The last four Southern California summers have seen unusually high sea surface temperatures, said Daniel Rudnick, professor of climate, atmospheric science and physical oceanography at the Scripps Institution of Oceanography, which recorded the all-time high reading off La Jolla.
The warmth has been measured along the entire Southern California Bight and then some — from Baja California to Point Conception, observers say.
"Back in 2014, early on, the water started warming," Rudnick said. "We called it a marine heat wave. The press it called 'the blob.' That warmed up the water for a year. The following year we got one of the biggest El Niños of the past few decades, and that warmed up the water even more. Then there was a La Niña — a cooler-than-normal phase — but the water never really got back to the normal."
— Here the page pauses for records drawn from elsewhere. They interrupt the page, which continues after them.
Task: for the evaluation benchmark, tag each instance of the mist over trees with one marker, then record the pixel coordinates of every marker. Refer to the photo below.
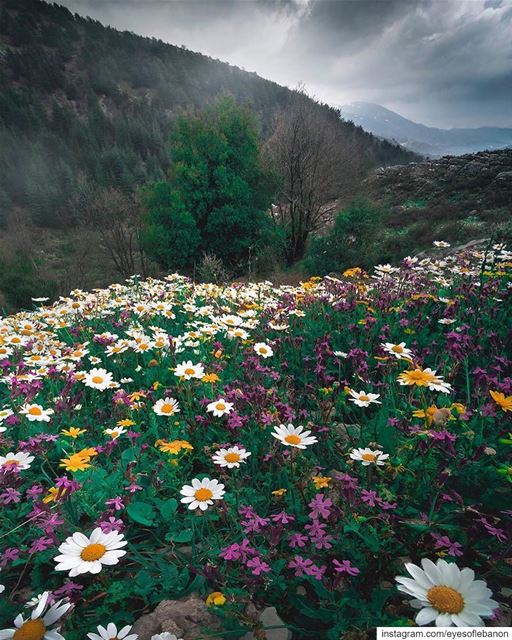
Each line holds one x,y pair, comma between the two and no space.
317,163
87,118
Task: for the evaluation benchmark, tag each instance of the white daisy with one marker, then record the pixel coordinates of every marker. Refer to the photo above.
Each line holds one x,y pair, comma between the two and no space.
264,350
166,407
237,333
220,408
20,461
386,269
400,351
188,370
363,399
369,456
115,433
293,436
36,413
202,493
80,554
231,321
111,633
231,457
100,379
37,627
446,594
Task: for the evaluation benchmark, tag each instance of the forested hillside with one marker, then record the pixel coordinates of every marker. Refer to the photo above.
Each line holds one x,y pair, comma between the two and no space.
81,103
86,114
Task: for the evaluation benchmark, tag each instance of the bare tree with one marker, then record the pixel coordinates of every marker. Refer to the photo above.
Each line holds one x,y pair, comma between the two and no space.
316,162
117,219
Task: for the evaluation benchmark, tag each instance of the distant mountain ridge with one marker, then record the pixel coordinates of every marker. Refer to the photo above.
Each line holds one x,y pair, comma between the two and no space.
417,137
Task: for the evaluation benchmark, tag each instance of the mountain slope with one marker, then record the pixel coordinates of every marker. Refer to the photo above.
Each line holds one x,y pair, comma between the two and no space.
81,102
422,139
454,198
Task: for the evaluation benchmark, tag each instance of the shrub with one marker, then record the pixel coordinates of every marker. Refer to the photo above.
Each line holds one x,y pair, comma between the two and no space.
356,238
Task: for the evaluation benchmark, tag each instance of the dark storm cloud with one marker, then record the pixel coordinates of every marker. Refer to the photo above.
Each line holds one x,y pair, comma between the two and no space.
443,62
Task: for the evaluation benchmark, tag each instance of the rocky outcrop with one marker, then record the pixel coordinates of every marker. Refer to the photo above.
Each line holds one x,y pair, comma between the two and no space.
486,175
187,618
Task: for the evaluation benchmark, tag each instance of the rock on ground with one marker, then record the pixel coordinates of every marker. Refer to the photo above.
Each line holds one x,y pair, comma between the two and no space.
187,618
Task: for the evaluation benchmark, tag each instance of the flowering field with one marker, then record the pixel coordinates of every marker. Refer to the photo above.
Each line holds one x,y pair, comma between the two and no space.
339,450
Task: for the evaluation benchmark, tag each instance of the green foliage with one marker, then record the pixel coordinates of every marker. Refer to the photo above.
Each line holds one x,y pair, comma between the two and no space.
355,239
56,71
170,235
218,190
20,283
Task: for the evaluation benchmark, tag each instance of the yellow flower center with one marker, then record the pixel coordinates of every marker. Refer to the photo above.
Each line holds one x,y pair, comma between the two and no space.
418,377
203,494
445,599
93,552
30,630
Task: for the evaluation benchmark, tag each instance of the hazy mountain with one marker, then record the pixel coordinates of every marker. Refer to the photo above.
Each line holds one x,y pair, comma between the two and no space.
82,102
422,139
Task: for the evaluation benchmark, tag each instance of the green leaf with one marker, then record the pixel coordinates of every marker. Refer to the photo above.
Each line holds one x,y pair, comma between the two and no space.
168,508
183,536
141,512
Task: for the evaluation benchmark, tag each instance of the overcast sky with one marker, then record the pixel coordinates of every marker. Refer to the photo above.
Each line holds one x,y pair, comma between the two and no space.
441,62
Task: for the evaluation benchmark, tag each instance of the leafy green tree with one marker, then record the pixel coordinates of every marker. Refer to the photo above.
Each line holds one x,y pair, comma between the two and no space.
218,188
355,240
170,235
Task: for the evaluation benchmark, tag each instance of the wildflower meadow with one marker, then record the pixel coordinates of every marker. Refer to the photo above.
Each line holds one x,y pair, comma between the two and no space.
340,450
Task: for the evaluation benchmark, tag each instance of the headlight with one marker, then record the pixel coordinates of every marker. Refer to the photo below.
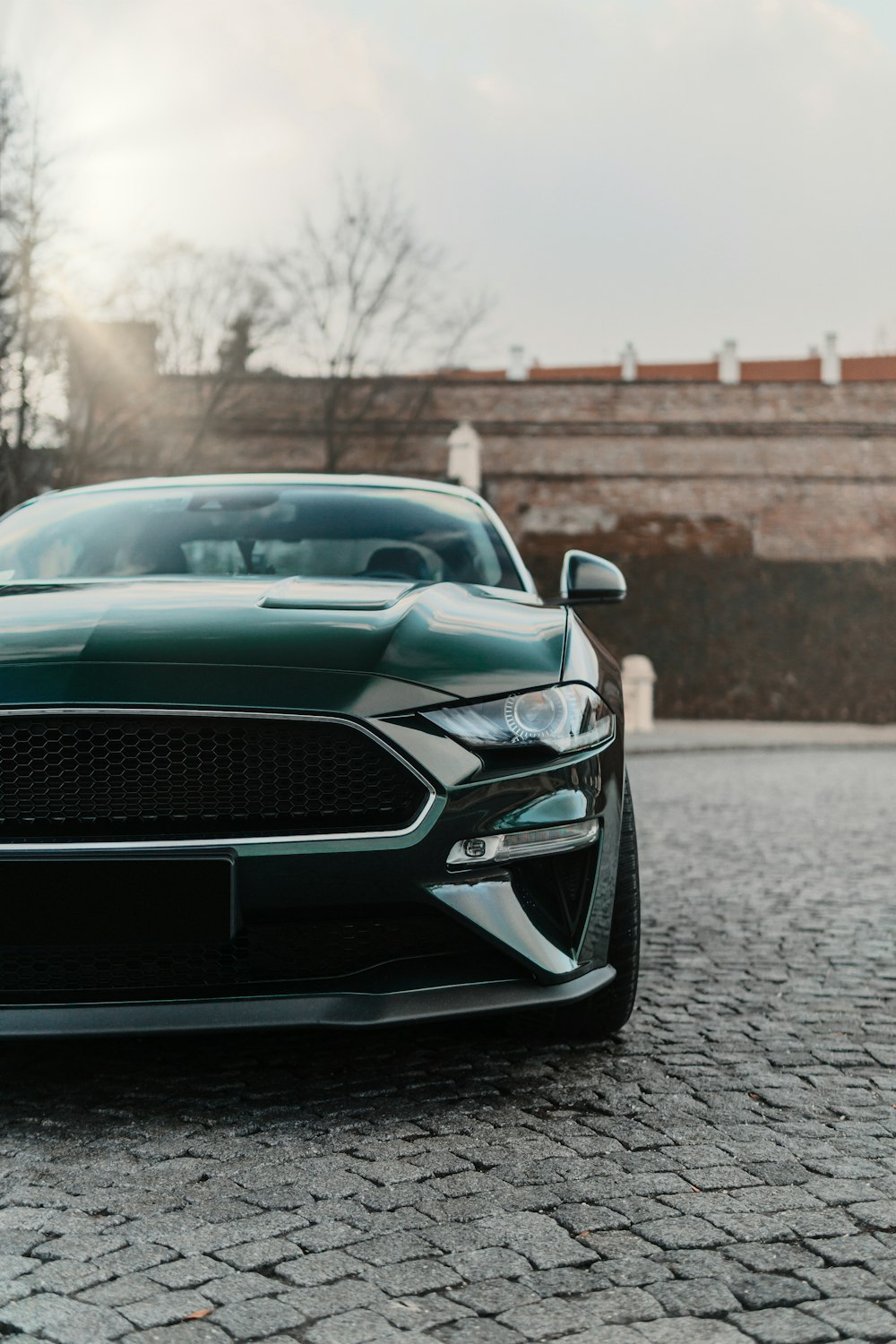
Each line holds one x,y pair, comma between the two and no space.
563,718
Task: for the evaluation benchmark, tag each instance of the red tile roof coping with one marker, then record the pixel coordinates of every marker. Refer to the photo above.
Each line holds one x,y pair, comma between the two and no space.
868,368
780,370
855,368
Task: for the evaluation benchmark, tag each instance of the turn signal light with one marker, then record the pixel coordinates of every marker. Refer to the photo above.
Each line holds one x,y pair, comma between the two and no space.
522,844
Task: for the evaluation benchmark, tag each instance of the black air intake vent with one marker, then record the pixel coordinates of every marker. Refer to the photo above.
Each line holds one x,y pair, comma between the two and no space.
193,777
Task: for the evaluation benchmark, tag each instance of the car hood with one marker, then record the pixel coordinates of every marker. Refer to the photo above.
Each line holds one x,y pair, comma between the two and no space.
441,639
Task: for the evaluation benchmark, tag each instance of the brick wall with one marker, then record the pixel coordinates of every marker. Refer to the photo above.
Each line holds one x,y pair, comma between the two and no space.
756,521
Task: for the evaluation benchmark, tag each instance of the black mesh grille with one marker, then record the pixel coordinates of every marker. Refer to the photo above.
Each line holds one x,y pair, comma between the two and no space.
174,777
274,957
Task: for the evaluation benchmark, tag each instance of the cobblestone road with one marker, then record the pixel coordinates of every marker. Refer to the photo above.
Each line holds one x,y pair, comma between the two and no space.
723,1171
"For now, this is the new normal," the researcher said.
The normally cool waters of the Pacific have historically served to slam the door on hurricane activity, but the sustained warmth off the coast of Southern California in recent years could change that. Hurricanes reached Long Beach in 1939 and San Diego in the 1800s, experts have said, but otherwise they're more rare than snow here.
The National Weather Service's Tardy says hurricane season off the Pacific coast of Mexico "started off busy" this summer. But storms aiming at Southern California would still have a formidable hurdle: High pressure systems over the Southwest that have produced two record-breaking heat waves so far this summer.
"It's not like all of a sudden we would expect a Category 1 or 2 hurricane," Tardy said. "That said, we can get tropical rains."
Rudnick of Scripps agreed: "I’m not forecasting any hurricanes. I’m not ready to go there yet."
Forecasters and scientists get enthused when the weather breaks records. But Southern California surfers are notoriously hard to impress.
"It’s been like this the last couple summers," said Kevin Wallis, lead forecaster at wave prediction website Surfline. "It’s great. We love it. When the water is this warm it means no wetsuits."